Some period was being discussed with one 55,486-dwt vessel securing $6,000 daily for 10-14 months delivery Singapore. Rumours today an ultramax 63,000-dwt fixed on subjects for 8/13 months also delivery Singapore at $6,400 daily.
On the spot market supramaxes were still tending to fix under last done. This week a 58,000-dwt fixed Santos to North China at $10,000 daily, plus $105,000 ballast bonus. A 50,000-dwt covered an Itaqui cargo to the west Mediterranean at $8,600 daily. Tubarao/Continent paid $8,250 daily for a 55,500-dwt, with a similar size accepting $8,500 per day for a 50 day trip from Santos to the Mediterranean. The US Gulf market cooled with a 53,000-dwt fixed from Texas to Spain at $6,500 daily, while a 50,316-dwt concluded a trip to West Coast Central America delivery East Coast Mexico via the US Gulf at $10,000 daily. The US Gulf to Turkey paid $6,500 daily for a 50,458-dwt vessel. A Dolphin 57,000-dwt fixed Spanish Mediterranean to West Africa at $6,500.

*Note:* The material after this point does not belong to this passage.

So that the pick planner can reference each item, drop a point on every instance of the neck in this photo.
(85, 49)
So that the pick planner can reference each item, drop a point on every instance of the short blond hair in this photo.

The Far East witnessed the usual fixtures even though the mid-week Singapore holiday slowed activity slightly. A 2010 built 58,831-dwt took $6,800 per day, plus a ballast bonus of $100,000, for a NoPac trip back to the Far East. Philippines/India payed $6,000 on a 63,000-dwt, and a similar size fixed Mumbai/China at $6,500 daily. Back haul was discussed in the mid $2,000 to $3,000 daily level for an initial period of 70/80 days.
In the smaller size range there was a reasonable amount of reported fixtures for a change. A 38,000-dwt fixed at $5,250 per day for Savannah to the Continent. A slightly smaller 34,735-dwt concluded at $4,750 for the same trip while from North Brazil to USEC a 28,700-dwt vessel went $5,000 per day.
Three vessels reportedly accepted levels around $6,750 to $7,500 daily for Baltic to East Mediterranean scrap cargoes. The Continent to West Africa paid $6,450 daily for a 38,000-dwt. Black Sea/East Mediterranean trades were paying $5,750 to $6,000 levels. This week one Owner with a 35,500-dwt vessel confirmed $3,500 Canakkale to the Egyptian Mediterranean.
With the end of 2015 just under seven weeks away brokers feared the year will end on a downwards trend. Any upturn will really need to be seen within the next two weeks.